Anesthesia awareness, or "unintended intra-operative awareness" occurs during general anesthesia, when a patient has not had enough general anesthetic or analgesic to prevent consciousness and the recall of events.



For patients undergoing general anesthesia, about 1 in 700 (Sebel PS: The incidence of awareness during anesthesia: A multicenter United States study. Anesth Analg 2004; 99:833-9) have anesthesia that is inadequate to keep them unconscious during an operation. In this situation, a patient may feel the pain or pressure of surgery, hear conversations, or feel as if they cannot breathe. The patient may be unable to communicate any distress because they have been given a paralytic/muscle relaxant. If anesthesia awareness does occur about 40% feel the pain of the operation, 92% experience panic/anxiety and 70% experience lasting psychological symptoms (N. Moerman et al,Anesthesiology;79:454-464, 1993)

In some cases, post traumatic stress disorder (PTSD) may arise after intraoperative awareness, causing the patient to require counseling for an extended period.[1]

The experience of anesthesia awareness

The most traumatic case of anesthesia awareness is full consciousness during surgery with pain and explicit recall of intraoperative events. In less severe cases, patients may have only poor recollection of conversations, events, pain, pressure or of difficulty in breathing.

The experiences of patients with anesthesia awareness vary widely, and patient responses and sequelae vary widely as well. This experience may be extremely traumatic for the patient.

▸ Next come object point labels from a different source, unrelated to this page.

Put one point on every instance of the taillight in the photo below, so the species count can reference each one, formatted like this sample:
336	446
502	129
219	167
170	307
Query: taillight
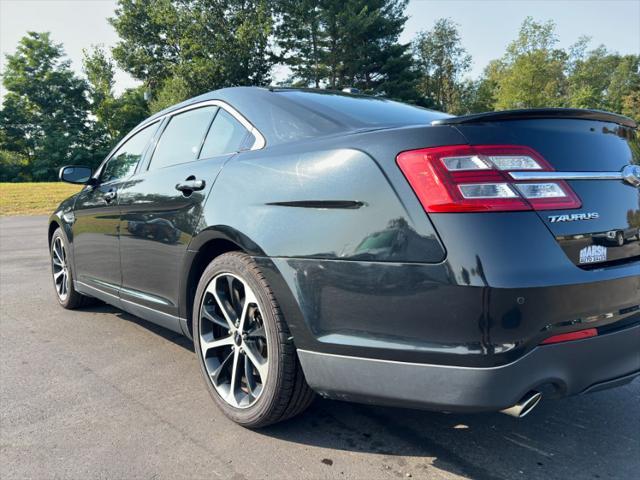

Because the medical staff may not know if a patient is unconscious or not, it has been suggested that the staff maintain the professional conduct that would be appropriate for a conscious patient.[2]

Similar situations

Patients who have conscious sedation and/or regional anesthesia (such as spinal or epidural anesthesia), are expected to have some recall, and are not considered to have experienced anesthesia awareness. These patients are awake enough to indicate to the anesthetist if they feel pain during the operation. Many patients remember fragments of conversation they heard as they were drifting off into general anesthesia, while they were waking up, or while they were recovering in PACU (post anesthesia care unit). These patients may be frightened by the belief that they were "awake" during the operation.


The incidence of anesthesia awareness in the United States is believed to be 20,000 to 40,000 cases per year, which represents 0.1 percent and 0.2 percent of all patients undergoing general anesthesia.[3]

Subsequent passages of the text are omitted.